2017 – Japan
Directed by – Hideaki Anno and Shinji Higuchi
Starring – Hiroki Hasegawa, Satomi Ishihara, Jun Kunimara, Ren Osuga
Words: Nathan Scatcherd
Shin Godzilla is the first Godzilla movie from Toho Studios in twelve years. The studio’s last instalment, Final Wars, was an exuberantly ridiculous battle royale featuring the Big G scrapping with almost every other Kaiju monster from the franchise, in celebration of the most feverishly over the top elements of the series.
However, as Godzilla’s image has morphed in cycles over the decades – from terrifying incarnation of nuclear destruction to more benevolent, or at least morally unknowable, ally of humanity and back again – so this newest entry in the franchise returns our gigantic radioactive lizard to his scary, antagonistic roots.
The film is an ambitious attempt to show the devastation wrought by Godzilla from the ground level; specifically, from the point of view of the Japanese government, as they desperately try to destroy – and then merely contain – the King of the Monsters, struggling to maintain the wellbeing of Japan and its citizens with increasingly grasping attempts at stopping the rampage.
The sombre tone and the focus on governmental response to Godzilla harkens back to the original 1954 classic as well as The Return of Godzilla from 1984.
It also refers to the franchise’s allegorical roots; what begins as a slightly farcical satire on the ineptitude of government officials quickly becomes a much more focused analogue of the 2011 Tohoku tsunami disaster, and the subsequent meltdown of the Fukushima Daiichi nuclear plant.
The imagery of destruction here offers franchise-honoured parallels between Godzilla and real-world disaster, the camera sweeping over the ruined cityscape, mirroring news coverage of the 2011 tragedy.
However, the film’s laudable seriousness and probity do occasionally get in the way of its own pacing, and crucially, it becomes slightly dry and disengaging as a monster movie (which is of course its main identity at heart).
Godzilla is barely in his own film, as we are shown scene after scene of the Japanese Prime Minister and his aides discussing the difficult decisions to be made regarding evacuation and possible nuclear attack; scientists attempting to come up with a way of immobilising Godzilla rather than killing him; meetings held in drab offices… all this ends up offering are variations on the same theme that has been prevalent throughout the series and is, by now, self-evident: Godzilla is a force of nature, unkillable, unstoppable.

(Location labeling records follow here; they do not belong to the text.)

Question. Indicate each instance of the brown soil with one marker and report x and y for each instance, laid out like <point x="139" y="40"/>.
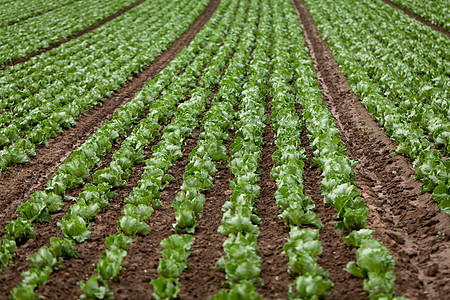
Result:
<point x="207" y="248"/>
<point x="140" y="264"/>
<point x="74" y="36"/>
<point x="273" y="233"/>
<point x="18" y="183"/>
<point x="418" y="18"/>
<point x="335" y="254"/>
<point x="404" y="220"/>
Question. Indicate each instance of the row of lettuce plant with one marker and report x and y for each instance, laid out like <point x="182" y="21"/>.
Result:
<point x="64" y="116"/>
<point x="77" y="167"/>
<point x="155" y="177"/>
<point x="76" y="222"/>
<point x="241" y="261"/>
<point x="15" y="11"/>
<point x="199" y="173"/>
<point x="417" y="84"/>
<point x="437" y="12"/>
<point x="165" y="154"/>
<point x="430" y="165"/>
<point x="374" y="262"/>
<point x="156" y="171"/>
<point x="31" y="84"/>
<point x="303" y="245"/>
<point x="24" y="38"/>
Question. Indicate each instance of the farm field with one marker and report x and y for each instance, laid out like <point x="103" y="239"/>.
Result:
<point x="224" y="149"/>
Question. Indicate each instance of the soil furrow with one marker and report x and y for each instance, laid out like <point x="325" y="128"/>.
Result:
<point x="207" y="249"/>
<point x="335" y="254"/>
<point x="418" y="17"/>
<point x="140" y="265"/>
<point x="74" y="36"/>
<point x="273" y="233"/>
<point x="64" y="282"/>
<point x="408" y="223"/>
<point x="18" y="183"/>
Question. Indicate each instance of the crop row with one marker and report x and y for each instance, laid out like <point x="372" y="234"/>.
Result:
<point x="131" y="152"/>
<point x="24" y="38"/>
<point x="296" y="208"/>
<point x="78" y="166"/>
<point x="374" y="81"/>
<point x="16" y="11"/>
<point x="241" y="261"/>
<point x="437" y="12"/>
<point x="58" y="103"/>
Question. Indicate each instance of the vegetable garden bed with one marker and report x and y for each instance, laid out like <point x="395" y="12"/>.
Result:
<point x="234" y="161"/>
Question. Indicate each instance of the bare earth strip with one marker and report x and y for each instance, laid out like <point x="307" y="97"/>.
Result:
<point x="335" y="254"/>
<point x="72" y="37"/>
<point x="416" y="233"/>
<point x="140" y="264"/>
<point x="418" y="17"/>
<point x="273" y="232"/>
<point x="17" y="184"/>
<point x="207" y="248"/>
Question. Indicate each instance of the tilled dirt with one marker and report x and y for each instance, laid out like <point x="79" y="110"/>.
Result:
<point x="74" y="36"/>
<point x="335" y="253"/>
<point x="273" y="233"/>
<point x="202" y="281"/>
<point x="18" y="183"/>
<point x="418" y="17"/>
<point x="140" y="264"/>
<point x="408" y="223"/>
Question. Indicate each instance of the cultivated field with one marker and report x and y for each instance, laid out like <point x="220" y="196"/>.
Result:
<point x="233" y="149"/>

Shin Godzilla awkwardly positions itself as both sequel and reboot, set in a world where this is apparently Godzilla’s first appearance, although we as an audience of course know the ‘rules’ of Godzilla by now, and so have to wait for the initially clueless human characters to catch up with us.
When Godzilla himself is onscreen, there is still a primal, visceral thrill to be had in watching this implacable dragon shifting his massive weight around a city, toppling buildings and generally being a terrifying prospect to consider. His various new evolutionary stages, and the couple of new or updated offensive capabilities he displays in his path of destruction, offer a fresh slant on the big guy (at least visually), although some of the CGI is alternately endearingly goofy, and just plain goofy.
It’s a shame that Godzilla is surrounded with fairly stock, uninteresting human characters the film forces us to spend much more time with (this is also a common complaint about Gareth Edwards’ 2014 Godzilla movie, and one I personally share; since when did it become fashionable to hold out so much on the one thing people really want, or at least expect, to see in these films?).
Overall, Shin Godzilla is an admirable attempt to call back to the franchise’s roots while taking the character of Godzilla himself into new territory, although it continually undercuts itself by overestimating how engaging its governmental POV approach is, spending too long in various offices as people we never really grow to care about wring their hands and worry about the same issues that have been covered more successfully in previous films.
The theme of ‘Godzilla as destructive metaphor’ was perfected in Ishiro Honda’s original film. At this point, Shin Godzilla just feels strangely redundant.